Pokemon, an animated character, helped students in Delhi government schools to grasp what they learnt till primary level, before graduating to the upper primary level.
"It helps students to understand the lessons as they can relate with Pokemon easily than with a character in a book," said Siksha Sangam, a compilation of the unique learning models.
The Delhi model has been indigenously prepared by State Council for Education Research and Training (SCERT)and was initially introduced in 200 schools and is now being expanded to another 300 schools. A similar programme for classes till X is also being developed.
Computer would not have worked in East Godavari district of Andhra Pradesh, but a school on a boat brought children from 170 deprived families to classrooms.
Bring the children to schools under National Child Labour Project had failed. "Providing schools close to their homes helped," the compilation said. These families are living on boats for decades.
The best methods are not restricted to conventional schools. Even minorities can gain if they are ready to modify madrassa system of learning as done in West Bengal.

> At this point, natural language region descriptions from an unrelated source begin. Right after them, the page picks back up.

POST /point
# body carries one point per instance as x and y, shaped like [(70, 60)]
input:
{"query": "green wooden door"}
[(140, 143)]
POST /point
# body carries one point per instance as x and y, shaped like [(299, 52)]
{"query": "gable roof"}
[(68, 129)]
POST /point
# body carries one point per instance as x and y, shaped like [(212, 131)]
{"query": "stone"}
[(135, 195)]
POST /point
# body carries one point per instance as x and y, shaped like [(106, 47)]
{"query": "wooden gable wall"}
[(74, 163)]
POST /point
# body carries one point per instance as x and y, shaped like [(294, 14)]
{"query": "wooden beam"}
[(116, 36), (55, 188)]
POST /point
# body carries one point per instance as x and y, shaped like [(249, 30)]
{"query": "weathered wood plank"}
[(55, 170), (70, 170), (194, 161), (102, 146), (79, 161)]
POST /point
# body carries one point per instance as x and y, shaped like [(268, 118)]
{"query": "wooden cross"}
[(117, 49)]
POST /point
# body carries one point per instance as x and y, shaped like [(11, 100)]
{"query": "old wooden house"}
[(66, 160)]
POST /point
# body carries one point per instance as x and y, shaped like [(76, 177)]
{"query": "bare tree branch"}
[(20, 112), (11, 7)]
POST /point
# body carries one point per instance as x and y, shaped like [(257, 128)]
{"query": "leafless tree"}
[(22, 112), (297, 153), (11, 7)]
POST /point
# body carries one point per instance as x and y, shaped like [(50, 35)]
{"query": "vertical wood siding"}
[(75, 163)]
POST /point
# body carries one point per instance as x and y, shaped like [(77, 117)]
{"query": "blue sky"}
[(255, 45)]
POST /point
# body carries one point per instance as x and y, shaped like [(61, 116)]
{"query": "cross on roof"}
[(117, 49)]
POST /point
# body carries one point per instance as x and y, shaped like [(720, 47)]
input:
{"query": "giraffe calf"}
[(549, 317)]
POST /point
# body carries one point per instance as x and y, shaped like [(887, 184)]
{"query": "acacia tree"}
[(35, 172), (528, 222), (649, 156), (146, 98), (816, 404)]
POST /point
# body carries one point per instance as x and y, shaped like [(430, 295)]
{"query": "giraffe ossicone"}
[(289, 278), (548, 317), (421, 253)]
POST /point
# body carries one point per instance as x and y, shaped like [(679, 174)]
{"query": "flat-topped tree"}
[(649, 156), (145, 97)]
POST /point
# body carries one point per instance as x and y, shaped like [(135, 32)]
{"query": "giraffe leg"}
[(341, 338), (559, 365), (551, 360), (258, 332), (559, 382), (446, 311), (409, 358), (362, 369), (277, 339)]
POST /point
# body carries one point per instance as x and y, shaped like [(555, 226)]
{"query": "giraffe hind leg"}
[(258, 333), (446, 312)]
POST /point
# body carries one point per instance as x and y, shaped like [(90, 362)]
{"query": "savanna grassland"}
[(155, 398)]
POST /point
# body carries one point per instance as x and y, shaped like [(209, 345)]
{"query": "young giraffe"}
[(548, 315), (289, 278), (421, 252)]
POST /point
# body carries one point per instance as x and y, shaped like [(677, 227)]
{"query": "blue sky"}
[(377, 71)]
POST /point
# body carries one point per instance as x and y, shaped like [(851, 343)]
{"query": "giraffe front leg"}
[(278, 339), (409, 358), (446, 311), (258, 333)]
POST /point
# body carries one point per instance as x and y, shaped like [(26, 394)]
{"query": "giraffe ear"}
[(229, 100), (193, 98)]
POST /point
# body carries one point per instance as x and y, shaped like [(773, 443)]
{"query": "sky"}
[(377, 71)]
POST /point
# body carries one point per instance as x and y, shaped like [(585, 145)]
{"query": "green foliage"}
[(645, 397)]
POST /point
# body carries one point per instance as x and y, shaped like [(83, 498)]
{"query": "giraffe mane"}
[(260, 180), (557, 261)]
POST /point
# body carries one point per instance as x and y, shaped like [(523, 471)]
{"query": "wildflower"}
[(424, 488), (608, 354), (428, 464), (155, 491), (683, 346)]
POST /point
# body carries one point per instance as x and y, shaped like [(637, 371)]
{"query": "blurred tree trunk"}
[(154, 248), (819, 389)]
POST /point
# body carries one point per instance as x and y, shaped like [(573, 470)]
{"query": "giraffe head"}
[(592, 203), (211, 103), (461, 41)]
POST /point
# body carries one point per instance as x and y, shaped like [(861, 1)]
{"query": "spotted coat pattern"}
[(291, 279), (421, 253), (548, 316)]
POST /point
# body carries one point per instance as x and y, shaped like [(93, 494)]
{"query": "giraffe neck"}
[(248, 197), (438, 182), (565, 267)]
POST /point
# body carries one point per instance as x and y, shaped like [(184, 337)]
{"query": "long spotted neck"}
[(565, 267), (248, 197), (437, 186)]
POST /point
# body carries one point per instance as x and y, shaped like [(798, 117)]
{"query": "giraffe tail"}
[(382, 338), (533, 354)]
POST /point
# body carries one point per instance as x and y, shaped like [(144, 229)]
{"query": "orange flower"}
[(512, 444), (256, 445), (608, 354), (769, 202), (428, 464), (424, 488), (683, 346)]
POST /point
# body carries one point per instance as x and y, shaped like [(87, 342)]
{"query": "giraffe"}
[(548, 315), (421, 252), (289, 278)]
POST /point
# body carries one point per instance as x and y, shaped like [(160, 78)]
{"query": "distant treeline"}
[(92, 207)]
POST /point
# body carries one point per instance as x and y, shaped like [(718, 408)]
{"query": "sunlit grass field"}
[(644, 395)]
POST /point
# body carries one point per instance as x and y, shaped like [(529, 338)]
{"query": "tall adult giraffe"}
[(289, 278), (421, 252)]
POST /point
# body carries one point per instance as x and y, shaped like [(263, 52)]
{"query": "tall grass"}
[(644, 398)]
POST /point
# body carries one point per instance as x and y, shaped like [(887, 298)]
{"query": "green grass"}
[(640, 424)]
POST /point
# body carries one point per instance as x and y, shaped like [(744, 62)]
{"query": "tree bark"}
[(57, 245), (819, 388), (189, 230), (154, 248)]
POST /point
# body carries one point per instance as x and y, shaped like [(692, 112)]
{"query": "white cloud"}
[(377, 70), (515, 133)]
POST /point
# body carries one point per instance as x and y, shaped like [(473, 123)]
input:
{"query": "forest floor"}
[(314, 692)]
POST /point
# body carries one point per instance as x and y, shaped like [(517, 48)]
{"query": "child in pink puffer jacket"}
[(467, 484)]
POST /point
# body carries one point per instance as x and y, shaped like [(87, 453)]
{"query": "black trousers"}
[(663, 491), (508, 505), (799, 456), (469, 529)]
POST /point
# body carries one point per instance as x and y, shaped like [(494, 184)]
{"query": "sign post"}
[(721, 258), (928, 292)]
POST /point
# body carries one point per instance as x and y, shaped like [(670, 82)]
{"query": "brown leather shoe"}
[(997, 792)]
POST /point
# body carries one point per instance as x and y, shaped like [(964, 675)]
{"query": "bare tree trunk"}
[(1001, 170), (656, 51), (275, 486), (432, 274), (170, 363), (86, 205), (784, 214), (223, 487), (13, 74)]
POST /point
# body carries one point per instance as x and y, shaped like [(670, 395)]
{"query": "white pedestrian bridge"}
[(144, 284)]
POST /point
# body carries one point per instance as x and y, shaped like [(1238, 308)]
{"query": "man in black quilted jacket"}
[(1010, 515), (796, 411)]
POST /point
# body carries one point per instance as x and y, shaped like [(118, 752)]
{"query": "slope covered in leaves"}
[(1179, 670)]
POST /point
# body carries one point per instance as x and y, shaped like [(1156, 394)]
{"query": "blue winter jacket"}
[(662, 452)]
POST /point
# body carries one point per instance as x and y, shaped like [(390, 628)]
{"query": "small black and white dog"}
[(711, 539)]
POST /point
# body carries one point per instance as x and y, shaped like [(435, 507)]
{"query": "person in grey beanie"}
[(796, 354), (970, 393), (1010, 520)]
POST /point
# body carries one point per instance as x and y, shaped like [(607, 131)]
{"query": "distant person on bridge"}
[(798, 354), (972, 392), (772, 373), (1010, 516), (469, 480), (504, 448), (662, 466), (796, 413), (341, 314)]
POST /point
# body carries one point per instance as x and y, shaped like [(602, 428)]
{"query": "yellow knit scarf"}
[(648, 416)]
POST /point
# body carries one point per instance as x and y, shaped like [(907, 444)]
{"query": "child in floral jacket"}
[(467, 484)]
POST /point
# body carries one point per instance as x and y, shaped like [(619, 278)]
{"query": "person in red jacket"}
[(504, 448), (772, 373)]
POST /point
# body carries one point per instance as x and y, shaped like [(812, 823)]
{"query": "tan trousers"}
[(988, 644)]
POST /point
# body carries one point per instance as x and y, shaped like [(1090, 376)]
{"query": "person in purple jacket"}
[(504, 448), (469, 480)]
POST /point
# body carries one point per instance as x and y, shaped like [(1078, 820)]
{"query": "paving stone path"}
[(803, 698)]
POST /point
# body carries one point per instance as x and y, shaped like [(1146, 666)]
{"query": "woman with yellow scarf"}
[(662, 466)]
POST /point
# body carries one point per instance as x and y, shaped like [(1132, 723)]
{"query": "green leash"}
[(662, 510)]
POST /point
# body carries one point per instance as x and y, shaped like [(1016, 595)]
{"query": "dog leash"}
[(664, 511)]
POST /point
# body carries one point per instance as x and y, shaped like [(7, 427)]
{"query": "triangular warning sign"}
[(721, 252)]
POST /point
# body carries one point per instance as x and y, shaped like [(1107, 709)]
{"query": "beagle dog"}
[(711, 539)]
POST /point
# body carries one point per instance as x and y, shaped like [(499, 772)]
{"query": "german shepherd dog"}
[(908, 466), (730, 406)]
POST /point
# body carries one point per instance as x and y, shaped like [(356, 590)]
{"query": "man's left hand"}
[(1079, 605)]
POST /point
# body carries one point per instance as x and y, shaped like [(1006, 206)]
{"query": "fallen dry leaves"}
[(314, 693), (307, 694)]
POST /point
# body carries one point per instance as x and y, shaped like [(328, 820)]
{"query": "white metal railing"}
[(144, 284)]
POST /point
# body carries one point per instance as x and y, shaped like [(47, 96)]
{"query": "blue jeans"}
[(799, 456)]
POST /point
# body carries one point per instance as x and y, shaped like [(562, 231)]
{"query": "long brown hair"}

Along with religious teaching, conventional books translated in Arabic are being taught, thereby helping the students to compete with others. Specialised training under SSA has been given to teachers for the new modules.
Girls in schools in Gujarat are being used as a tool to impart education to mothers. In Gujarat, class VII schools girls took the task of educating their mothers with the help of SSA volunteers.
In Haryana, a state with lowest sex ratio in the country, bicycles helped in retaining girls in schools. The state government has bicycles to 21,000 girls who have taken admission in upper primary level.
Hundreds of such examples are listed in the compilation, which can now be replicated in different parts of the country. “We want to study the new innovations in learning and see whether can be implemented in other parts of the country. There can also be an answer for a particular problem in a schools in Assam with an innovative method adopted in Kerala,” a senior ministry official said.
The official added that the study shows that learning cannot be limited to just classrooms. There have been successful projects on multi-lingual teaching, teaching about neighbourhood and reading material for vocations, which have improved students learning capabilities.